The SIC conceptualizes sustainment as a post-implementation stage (involving the continuation of service delivery), albeit with the potential for identifying sustainment as an implementation outcome. This post-implementation stage begins after the site being tracked is certified as competent in the model by the purveyor of the practice. The SIC thus largely conceptualizes sustainment through the linear view rather than the dynamic view [29]; the linear view identifies sustainment as the final stage of implementation and emphasizes the maintenance of intervention fidelity as a crucial element of sustainment.

Current study

Few, if any, studies have examined rates of sustainment in a large dataset involving organizations from multiple service sectors. Leveraging the UniSIC data available across a range of real-world practices, this study aims to conduct descriptive analyses to begin building hypotheses about implementation processes that help support sustainment. The proportion of sites are identified that (a) achieved competence in program delivery thus having the opportunity to sustain and (b) sustained competent programs under two different definitions of sustainment.

Methods

Sample

Data for the current sample come from a larger repository of SIC data, collected from a range of practices implementing in different service sectors. Of the 1778 sites in the SIC database at the time of data capture, 60% were in the USA, 7% were international (e.g., Canada, Australia, Mozambique, Denmark, etc.), and the remainder were missing region identification. As part of the SIC user agreement, practices agree to allow the use of their implementation data for ongoing analyses in a de-identified way. All data are entered directly into the secure SIC online data entry tool by the purveyors of participating practices. All data are validated and scored using standardized and automated protocols that were programmed into the Web-based platform for access by users at any time (https://sic.oslc.org/SIC). Table 1 displays sample activities that are recorded in the SIC.

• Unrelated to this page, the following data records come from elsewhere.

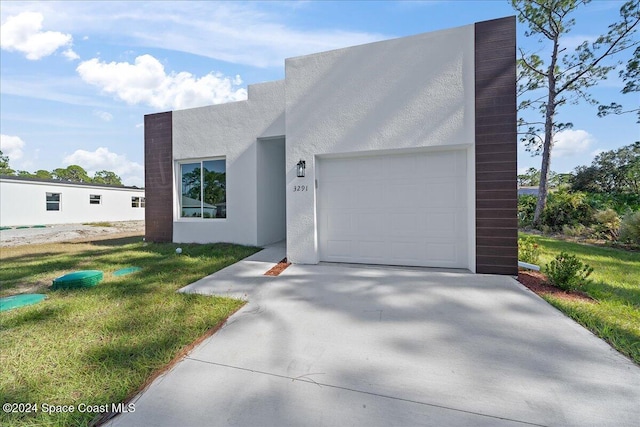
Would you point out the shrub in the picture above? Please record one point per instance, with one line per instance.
(607, 224)
(619, 202)
(526, 209)
(630, 228)
(528, 250)
(564, 208)
(567, 272)
(577, 230)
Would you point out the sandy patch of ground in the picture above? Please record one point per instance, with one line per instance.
(68, 232)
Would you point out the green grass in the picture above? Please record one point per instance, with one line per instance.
(615, 284)
(99, 345)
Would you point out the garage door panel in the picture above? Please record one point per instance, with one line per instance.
(404, 224)
(339, 224)
(441, 225)
(338, 193)
(406, 252)
(368, 221)
(394, 209)
(339, 248)
(400, 167)
(368, 195)
(403, 195)
(374, 250)
(442, 253)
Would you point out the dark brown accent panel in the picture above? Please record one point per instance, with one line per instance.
(496, 147)
(158, 177)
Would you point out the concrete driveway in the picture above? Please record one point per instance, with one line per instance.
(341, 345)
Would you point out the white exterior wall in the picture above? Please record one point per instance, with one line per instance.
(230, 131)
(271, 191)
(392, 95)
(24, 203)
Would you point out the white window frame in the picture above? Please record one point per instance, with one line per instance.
(57, 202)
(200, 160)
(137, 202)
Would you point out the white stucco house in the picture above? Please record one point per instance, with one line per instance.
(32, 201)
(399, 152)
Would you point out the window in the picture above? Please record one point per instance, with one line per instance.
(137, 202)
(204, 189)
(53, 201)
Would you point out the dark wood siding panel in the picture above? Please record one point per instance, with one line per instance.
(158, 177)
(496, 147)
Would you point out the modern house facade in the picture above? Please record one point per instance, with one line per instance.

Table 1 Examples of stage activities in the UniSIC

The UniSIC dataset includes demographic data for each site, as well as stage- and phase-specific data on individual activities. The UniSIC dataset is “live” and so includes sites that were active at the time of analysis. The dataset used for the current analysis was captured from the SIC repository on September 27, 2020.

Of the total 1778 sites that were represented at the time of data capture, the sample was filtered to sites that had achieved program start-up—defined as when a site served its first client—limiting the sample size to N = 522 sites. Of these, 209 sites were actively engaging in ongoing implementation activities and were excluded from analysis (thus maintaining the future opportunity to achieve sustainment), leaving a sample of sites to evaluate regarding achievement of competency in service delivery (i.e., Competency Available Sample; N = 313). To arrive at the sample of sustained sites, additional sites were excluded—105 sites did not have a start-up date or competency date or did not have follow-up data after achieving competency; these data points were necessary for sustainment analysis. The Sustainment Available Sample therefore included N = 208 sites.

Considering the value of finding a rate of sustainment based on a sample that includes the larger set of sites that did not start-up (i.e., an “overall” rate, not merely a rate for sites that had advanced far enough in the implementation to start up a program), sites that discontinued prior to start-up were added to the Competency Available Sample and Sustainment Available Sample to form the Competency Combined Sample and Sustainment Combined Sample, respectively. There were 861 sites that had been discontinued prior to start-up; hence, the Competency Combined Sample had 1174 sites, while the Sustainment Combined Sample had 1069 sites. The number of sites found to fulfill the criteria for competence and for each definition of sustainment has the respective combined samples as the denominators to find each rate. The CONSORT diagram (Fig. 2) details these subdivisions and sample sizes. The proportions of sites by region remain generally consistent when the samples are parsed accordingly (e.g., in the Sustainment Combined Sample, 78% are listed in the USA, 7% are listed as international, and the remainder were missing region identification).

Fig. 2
figure 2

The CONSORT diagram of sites implementing an evidence-based practice showing rates of achieving (1) competency, (2) 2-year sustainment post-program start-up, and (3) 2-year sustainment post-competency

Data analysis

Analyses were conducted in the R statistical environment (R version 3.6.1) [30], using the tidyverse [31], lubridate [32], and readxl [33] packages. Analyses were also replicated in SPSS (version 26.0.0.1).

Defining sustainment

The recommendations by Wiltsey Stirman and colleagues inform the definitions of sustainment. They recommend that sustainment of sites be measured “two or more years after implementation” (p.11) [3]. However, it is unclear from where along the continuum of implementation activities the 2 years is counted. Some starting points include the initiation of program training as a starting date for measuring sustainment [18] or the initiation of service delivery as a starting date [12]. Given that the intervening period between program training and service delivery may be substantial (in the Sustainment Available Sample, a median of 64 days and a range of 0 to 620 days were found) and that the emphasis of this paper’s definition of sustainment is service delivery, the initiation of service delivery might be a more meaningful starting point. An alternative is suggested by the definition of sustainment within the RE-AIM framework; it defines implementation as “the extent to which a program is delivered as intended [emphasis added]” (p.1323) [34]. Thus, the starting point from which sustainment should be measured would be when services are delivered competently (i.e., SIC stage 8; see Fig. 1). This is consistent with the SIC process model (Fig. 1) since it subscribes to the linear conception of sustainment.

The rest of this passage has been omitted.